基金supported by the National Natural Science Foundation of China(Nos.81330089,30925042,and 81274165)the State Key Program for New Drugs from the Ministry of Science and Technology,China(No.2012ZX09301001-003)the Science and Technology Commission of Shanghai Municipality(Nos.10XD1405900 and 12JC1400800)

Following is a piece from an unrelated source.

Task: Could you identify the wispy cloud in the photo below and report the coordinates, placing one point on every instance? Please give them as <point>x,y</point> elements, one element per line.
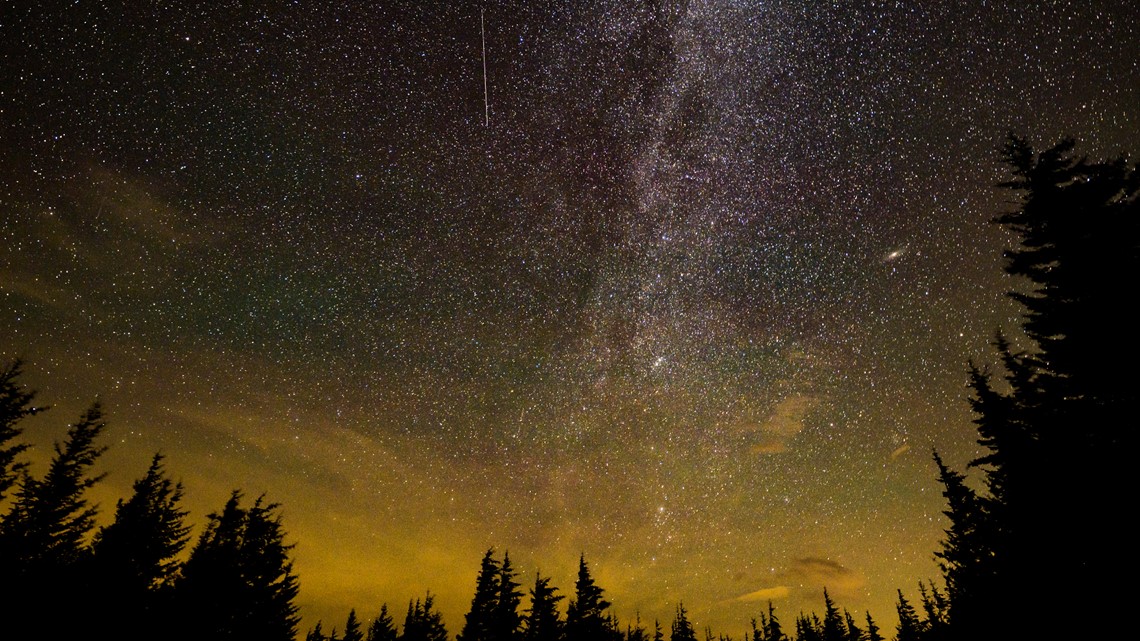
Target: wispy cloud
<point>787,421</point>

文摘Lipopolysaccharides(LPS) contamination in herbal crude polysaccharides is inevitable. The present study was performed to explore the effect of polymyxin B on abolishing the influence of LPS contamination in mononuclear cells. LPS was pretreated with polymyxin B sulfate(PB) at different concentrations for 1, 5 or 24 h, and then used to stimulate RAW264.7 and mouse peritoneal macrophages(MPMs). The nitric oxide(NO) and tumor necrosis factor-α(TNF-α) in cell culture supernatant, as the indications of cell response, were assayed. Bupleurum chinensis polysaccharides(BCPs) with trace amount contamination of LPS was treated with PB. 30 μg·mL^(–1) of PB, treating LPS(10 and 1000 ng·mL^(–1) in stimulating RAW264.7 and MPMs respectively) at 37 ℃ for 24 h, successfully abolished the stimulating effect of LPS on the cells. When the cells were stimulated with LPS, BCPs further promoted NO production. However, pretreated with PB, BCPs showed a suppression of NO production in MPMs and no change in RAW264.7. In the in vitro experiments, LPS contamination in polysaccharide might bring a great interference in assessing the activity of drug. Pretreatment with PB(30 μg·mL^(–1)) at 37 °C for 24 h was sufficient to abolish the effects of LPS contamination(10 and 1 000 ng·mL^(–1)).